Savings are good but to ensure success of your financial goals,we need to invest in the right asset. There are several traditional saving options available such as RD and Insurance policies. The average rate of interest over the last 10 years is just 7.5% and the interest amount is fully taxable for investors who come in the highest tax bracket. If we go with insurance policies, the rate of return is just 6 %. According to the experts,equity is considered as the best performing asset for long term investment.
It feels bad when taxes eat a substantial part of returns on your investment. Therefore mutual funds allow investors to enjoy tax friendly investments. Long term capital gains of upto 1 lakh rupees per year is completely tax free. If your amount exceeds 1 lakh, you will be charged only 10% tax.

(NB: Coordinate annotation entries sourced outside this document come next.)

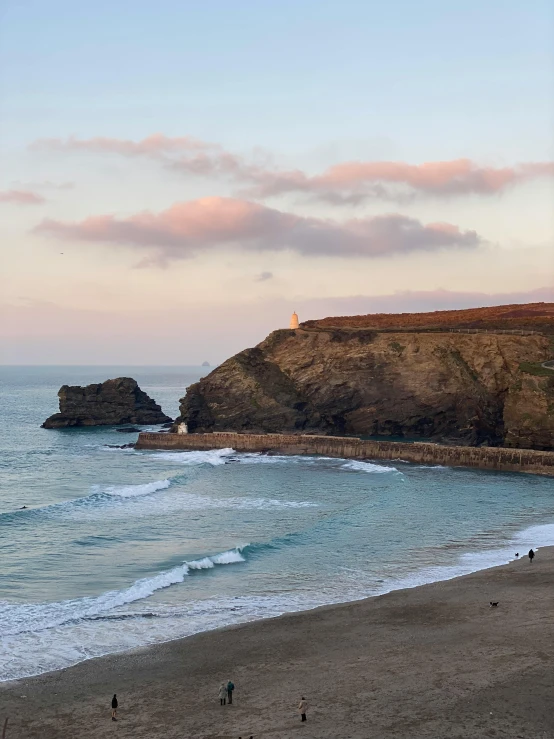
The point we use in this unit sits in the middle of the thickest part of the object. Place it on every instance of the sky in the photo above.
(178, 177)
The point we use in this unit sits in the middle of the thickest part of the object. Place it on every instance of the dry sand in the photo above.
(433, 661)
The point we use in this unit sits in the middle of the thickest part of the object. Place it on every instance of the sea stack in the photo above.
(110, 403)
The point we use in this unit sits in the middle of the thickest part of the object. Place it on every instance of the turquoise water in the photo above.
(119, 548)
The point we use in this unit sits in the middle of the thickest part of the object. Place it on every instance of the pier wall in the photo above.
(486, 458)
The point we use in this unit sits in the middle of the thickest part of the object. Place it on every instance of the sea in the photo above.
(118, 548)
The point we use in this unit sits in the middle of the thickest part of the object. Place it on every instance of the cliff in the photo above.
(429, 380)
(110, 403)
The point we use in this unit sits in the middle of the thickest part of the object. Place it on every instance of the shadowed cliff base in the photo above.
(474, 377)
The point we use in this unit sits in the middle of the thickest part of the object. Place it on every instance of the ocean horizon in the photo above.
(118, 548)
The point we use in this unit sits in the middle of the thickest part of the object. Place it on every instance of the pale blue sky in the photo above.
(438, 79)
(307, 83)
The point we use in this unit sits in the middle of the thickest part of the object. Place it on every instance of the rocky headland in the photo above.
(110, 403)
(468, 377)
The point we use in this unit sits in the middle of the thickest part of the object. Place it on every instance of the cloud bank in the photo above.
(189, 228)
(348, 182)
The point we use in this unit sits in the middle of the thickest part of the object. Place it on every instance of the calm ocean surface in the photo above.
(121, 548)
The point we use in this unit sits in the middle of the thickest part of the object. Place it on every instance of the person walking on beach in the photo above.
(114, 707)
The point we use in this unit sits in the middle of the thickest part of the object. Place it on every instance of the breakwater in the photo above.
(486, 458)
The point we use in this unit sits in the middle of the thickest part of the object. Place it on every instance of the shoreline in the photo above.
(501, 459)
(300, 650)
(425, 575)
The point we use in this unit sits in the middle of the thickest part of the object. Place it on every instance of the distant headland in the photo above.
(470, 377)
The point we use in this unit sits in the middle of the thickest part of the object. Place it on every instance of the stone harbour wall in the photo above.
(486, 458)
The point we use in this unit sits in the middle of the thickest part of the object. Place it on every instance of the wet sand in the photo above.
(433, 661)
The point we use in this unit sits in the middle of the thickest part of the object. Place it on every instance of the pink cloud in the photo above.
(349, 182)
(21, 197)
(33, 332)
(188, 228)
(356, 181)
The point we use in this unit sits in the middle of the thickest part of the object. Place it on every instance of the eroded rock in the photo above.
(110, 403)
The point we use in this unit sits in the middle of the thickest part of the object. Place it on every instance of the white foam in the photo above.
(17, 619)
(132, 491)
(359, 466)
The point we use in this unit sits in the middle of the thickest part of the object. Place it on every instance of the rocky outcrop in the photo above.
(457, 386)
(110, 403)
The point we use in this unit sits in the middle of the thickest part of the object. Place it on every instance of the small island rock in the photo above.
(110, 403)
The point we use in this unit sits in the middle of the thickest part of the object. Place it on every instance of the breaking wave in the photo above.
(132, 491)
(359, 466)
(18, 619)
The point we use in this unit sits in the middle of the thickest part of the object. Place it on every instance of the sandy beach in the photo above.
(433, 661)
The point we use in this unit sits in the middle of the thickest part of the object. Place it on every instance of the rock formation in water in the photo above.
(110, 403)
(473, 377)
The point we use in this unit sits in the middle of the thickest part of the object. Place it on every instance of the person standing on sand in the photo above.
(114, 707)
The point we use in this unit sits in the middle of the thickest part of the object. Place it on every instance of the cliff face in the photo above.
(114, 402)
(466, 387)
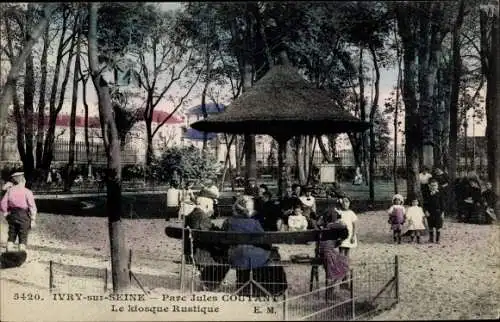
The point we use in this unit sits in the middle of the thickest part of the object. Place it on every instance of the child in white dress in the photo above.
(349, 219)
(415, 217)
(297, 221)
(397, 217)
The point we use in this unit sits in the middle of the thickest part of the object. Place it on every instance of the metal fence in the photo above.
(369, 289)
(9, 152)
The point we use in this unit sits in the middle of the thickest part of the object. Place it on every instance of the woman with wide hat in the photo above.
(18, 205)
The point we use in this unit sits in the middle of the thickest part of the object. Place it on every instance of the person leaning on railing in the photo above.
(18, 205)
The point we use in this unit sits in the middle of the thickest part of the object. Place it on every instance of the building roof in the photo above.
(282, 103)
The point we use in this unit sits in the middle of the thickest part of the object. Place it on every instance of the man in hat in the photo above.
(434, 210)
(18, 205)
(252, 189)
(207, 198)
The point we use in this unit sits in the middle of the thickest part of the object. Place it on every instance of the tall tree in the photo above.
(8, 89)
(119, 269)
(405, 16)
(65, 48)
(165, 61)
(455, 88)
(74, 98)
(42, 98)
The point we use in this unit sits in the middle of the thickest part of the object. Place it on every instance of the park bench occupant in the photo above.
(18, 205)
(207, 198)
(269, 213)
(434, 210)
(252, 259)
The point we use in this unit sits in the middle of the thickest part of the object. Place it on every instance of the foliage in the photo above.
(188, 163)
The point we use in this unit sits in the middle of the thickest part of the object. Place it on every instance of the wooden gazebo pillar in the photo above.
(282, 163)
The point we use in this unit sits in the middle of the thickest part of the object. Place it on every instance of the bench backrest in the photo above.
(269, 237)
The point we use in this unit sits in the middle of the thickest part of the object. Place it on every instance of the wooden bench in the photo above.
(226, 238)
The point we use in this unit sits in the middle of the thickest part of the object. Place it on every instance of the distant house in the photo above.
(135, 146)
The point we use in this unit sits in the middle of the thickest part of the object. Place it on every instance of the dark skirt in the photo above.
(435, 222)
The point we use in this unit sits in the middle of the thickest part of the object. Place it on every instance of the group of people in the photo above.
(255, 211)
(415, 216)
(19, 209)
(474, 202)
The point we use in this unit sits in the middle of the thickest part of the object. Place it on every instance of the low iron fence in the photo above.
(291, 290)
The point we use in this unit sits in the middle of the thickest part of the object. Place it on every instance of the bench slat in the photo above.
(270, 237)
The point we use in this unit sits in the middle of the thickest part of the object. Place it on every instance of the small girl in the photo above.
(297, 221)
(336, 265)
(416, 217)
(397, 217)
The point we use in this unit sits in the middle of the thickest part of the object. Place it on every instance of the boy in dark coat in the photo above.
(434, 206)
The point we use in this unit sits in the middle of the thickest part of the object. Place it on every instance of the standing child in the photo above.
(397, 217)
(336, 265)
(297, 221)
(434, 211)
(415, 217)
(18, 205)
(349, 219)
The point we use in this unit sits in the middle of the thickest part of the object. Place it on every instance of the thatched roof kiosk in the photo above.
(282, 104)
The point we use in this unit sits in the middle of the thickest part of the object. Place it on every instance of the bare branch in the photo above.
(178, 105)
(173, 79)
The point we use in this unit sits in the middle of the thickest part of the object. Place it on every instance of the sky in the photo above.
(387, 83)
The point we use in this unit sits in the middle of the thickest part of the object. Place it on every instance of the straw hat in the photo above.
(16, 176)
(7, 185)
(398, 197)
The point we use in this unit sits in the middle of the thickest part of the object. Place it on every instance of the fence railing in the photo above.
(368, 289)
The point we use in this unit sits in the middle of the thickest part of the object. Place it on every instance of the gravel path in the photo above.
(458, 279)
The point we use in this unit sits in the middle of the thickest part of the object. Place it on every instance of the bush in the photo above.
(133, 172)
(179, 164)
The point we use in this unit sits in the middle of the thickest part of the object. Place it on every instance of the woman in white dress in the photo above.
(349, 219)
(415, 218)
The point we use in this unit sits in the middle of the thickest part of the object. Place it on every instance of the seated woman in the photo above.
(336, 265)
(210, 259)
(242, 221)
(253, 259)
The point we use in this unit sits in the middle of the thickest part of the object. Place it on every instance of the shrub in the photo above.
(178, 164)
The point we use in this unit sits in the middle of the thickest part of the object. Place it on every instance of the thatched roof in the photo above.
(282, 103)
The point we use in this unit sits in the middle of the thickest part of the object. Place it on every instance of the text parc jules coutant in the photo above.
(192, 303)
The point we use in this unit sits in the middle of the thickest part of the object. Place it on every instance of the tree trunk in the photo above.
(50, 135)
(149, 145)
(29, 93)
(455, 88)
(41, 101)
(18, 115)
(119, 270)
(6, 96)
(493, 116)
(205, 114)
(424, 84)
(250, 150)
(282, 166)
(412, 128)
(396, 122)
(72, 126)
(299, 158)
(373, 111)
(86, 116)
(324, 152)
(362, 113)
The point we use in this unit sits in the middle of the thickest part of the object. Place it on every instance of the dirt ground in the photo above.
(457, 279)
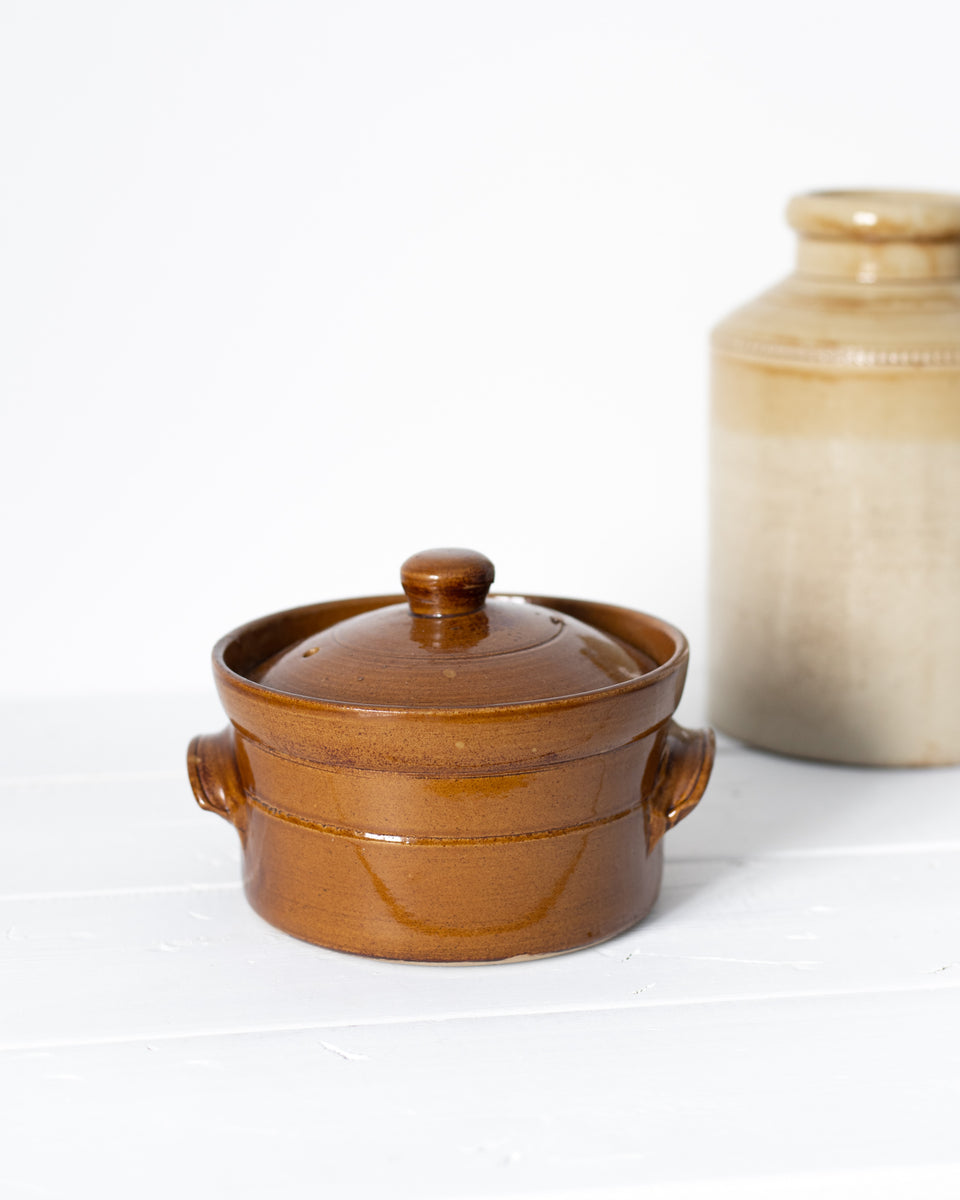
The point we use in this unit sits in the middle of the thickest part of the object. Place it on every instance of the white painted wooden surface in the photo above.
(785, 1024)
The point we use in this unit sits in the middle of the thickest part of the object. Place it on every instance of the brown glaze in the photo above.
(468, 829)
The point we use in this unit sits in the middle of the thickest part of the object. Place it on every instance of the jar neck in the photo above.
(873, 262)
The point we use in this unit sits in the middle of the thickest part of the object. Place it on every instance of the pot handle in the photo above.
(214, 777)
(685, 765)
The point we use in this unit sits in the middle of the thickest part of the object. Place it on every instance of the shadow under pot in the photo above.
(451, 778)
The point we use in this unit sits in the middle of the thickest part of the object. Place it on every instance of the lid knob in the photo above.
(447, 582)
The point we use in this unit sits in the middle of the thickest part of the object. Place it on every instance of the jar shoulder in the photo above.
(807, 312)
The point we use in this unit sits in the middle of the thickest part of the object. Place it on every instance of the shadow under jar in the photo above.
(453, 778)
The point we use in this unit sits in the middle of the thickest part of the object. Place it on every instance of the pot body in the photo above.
(451, 835)
(835, 492)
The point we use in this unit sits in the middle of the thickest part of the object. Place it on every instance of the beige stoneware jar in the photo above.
(835, 490)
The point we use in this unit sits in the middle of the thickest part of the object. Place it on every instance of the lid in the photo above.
(451, 647)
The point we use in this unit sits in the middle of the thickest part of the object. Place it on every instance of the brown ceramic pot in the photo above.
(451, 778)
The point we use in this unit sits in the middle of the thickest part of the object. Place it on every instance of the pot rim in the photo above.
(255, 630)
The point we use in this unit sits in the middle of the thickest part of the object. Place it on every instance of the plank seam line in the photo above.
(94, 777)
(495, 1014)
(108, 893)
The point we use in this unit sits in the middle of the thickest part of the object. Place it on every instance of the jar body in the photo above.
(835, 513)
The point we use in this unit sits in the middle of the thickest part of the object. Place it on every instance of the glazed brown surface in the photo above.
(463, 833)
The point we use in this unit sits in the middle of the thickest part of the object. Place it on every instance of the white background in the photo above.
(293, 289)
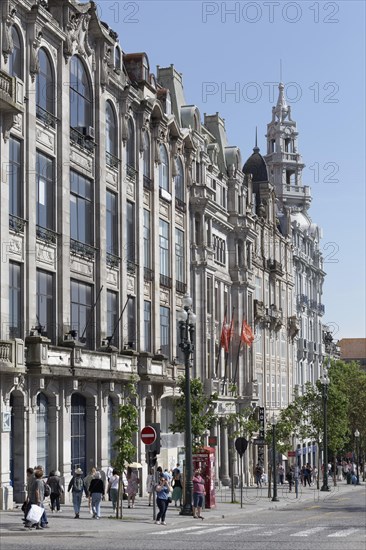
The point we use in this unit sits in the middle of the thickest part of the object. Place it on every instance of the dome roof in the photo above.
(256, 166)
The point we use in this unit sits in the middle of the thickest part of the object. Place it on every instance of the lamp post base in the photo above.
(186, 510)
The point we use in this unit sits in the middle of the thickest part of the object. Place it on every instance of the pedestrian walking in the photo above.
(198, 493)
(76, 486)
(162, 495)
(57, 489)
(150, 481)
(113, 488)
(258, 471)
(132, 486)
(96, 491)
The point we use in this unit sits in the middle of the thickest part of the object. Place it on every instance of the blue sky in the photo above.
(322, 48)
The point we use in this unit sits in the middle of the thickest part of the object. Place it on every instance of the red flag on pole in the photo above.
(247, 336)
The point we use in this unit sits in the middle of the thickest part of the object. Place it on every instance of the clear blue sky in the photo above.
(322, 48)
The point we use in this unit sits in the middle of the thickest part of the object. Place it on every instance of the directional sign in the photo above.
(148, 435)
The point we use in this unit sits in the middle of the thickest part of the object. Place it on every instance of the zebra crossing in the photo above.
(233, 529)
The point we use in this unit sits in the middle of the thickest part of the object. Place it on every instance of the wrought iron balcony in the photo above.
(16, 224)
(82, 249)
(112, 161)
(46, 235)
(47, 118)
(165, 281)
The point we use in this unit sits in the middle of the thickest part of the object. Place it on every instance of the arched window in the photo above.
(45, 88)
(111, 136)
(16, 57)
(42, 431)
(164, 169)
(131, 144)
(78, 432)
(80, 97)
(147, 155)
(179, 182)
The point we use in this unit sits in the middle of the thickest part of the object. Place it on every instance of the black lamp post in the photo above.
(325, 383)
(187, 321)
(274, 422)
(357, 436)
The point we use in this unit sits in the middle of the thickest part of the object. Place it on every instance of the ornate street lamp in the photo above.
(325, 383)
(274, 422)
(187, 321)
(357, 435)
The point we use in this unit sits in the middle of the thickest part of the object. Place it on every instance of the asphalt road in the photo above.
(319, 521)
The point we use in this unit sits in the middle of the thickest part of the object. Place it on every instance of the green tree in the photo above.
(125, 435)
(203, 415)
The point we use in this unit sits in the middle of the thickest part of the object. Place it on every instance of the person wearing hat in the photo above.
(57, 489)
(76, 486)
(162, 498)
(96, 491)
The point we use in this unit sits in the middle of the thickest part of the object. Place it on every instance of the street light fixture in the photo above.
(274, 422)
(357, 435)
(187, 321)
(325, 383)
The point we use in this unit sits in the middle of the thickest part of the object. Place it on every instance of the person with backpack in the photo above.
(76, 486)
(57, 489)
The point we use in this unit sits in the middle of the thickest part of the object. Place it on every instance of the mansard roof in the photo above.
(256, 166)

Best Child Plan Mutual Fund
The investment strategy you are going with should be based on the age of your child and future requirement. Suppose your child age falls between 11-15 years so your investment strategy should include the most important step of his career after 10th class. You need a great investment scheme to beat the rising inflation rate and create a corpus for your child’s future goals.There are several child investment plans one can invest in to gain higher returns in the long run. Below given list shows some of the best mutual funds schemes for your child’s bright future. Go through the data to analyze in terms of returns, rank and performance of the funds.
|Funds||Rank||AUM(in cr)||1 year||3 year||5 year|
|ICICI Pru Child Care Fund (Gift Plan) D||3||28.9||3.9||10.9||17.1|
|HDFC Children Gift||121.19||0.7||12.4||17.2|
|Tata Young Citizens Fund||5||3.22||-7.9||5.9||11.1|
Giving the best quality education to his children is every parent’s dream. To fulfill this dream, mutual funds are a good option if you want to achieve this crucial goal. Mutual funds allow you to invest through various options like debt funds, equity funds, and income funds that help you to decide the best investment scheme. Systematic Investment Plan is an ideal option if you want to invest in your child’s education for a longer duration. Go for professionally managed mutual funds to enjoy higher returns in the long and that too with a very less installment amount with full convenience.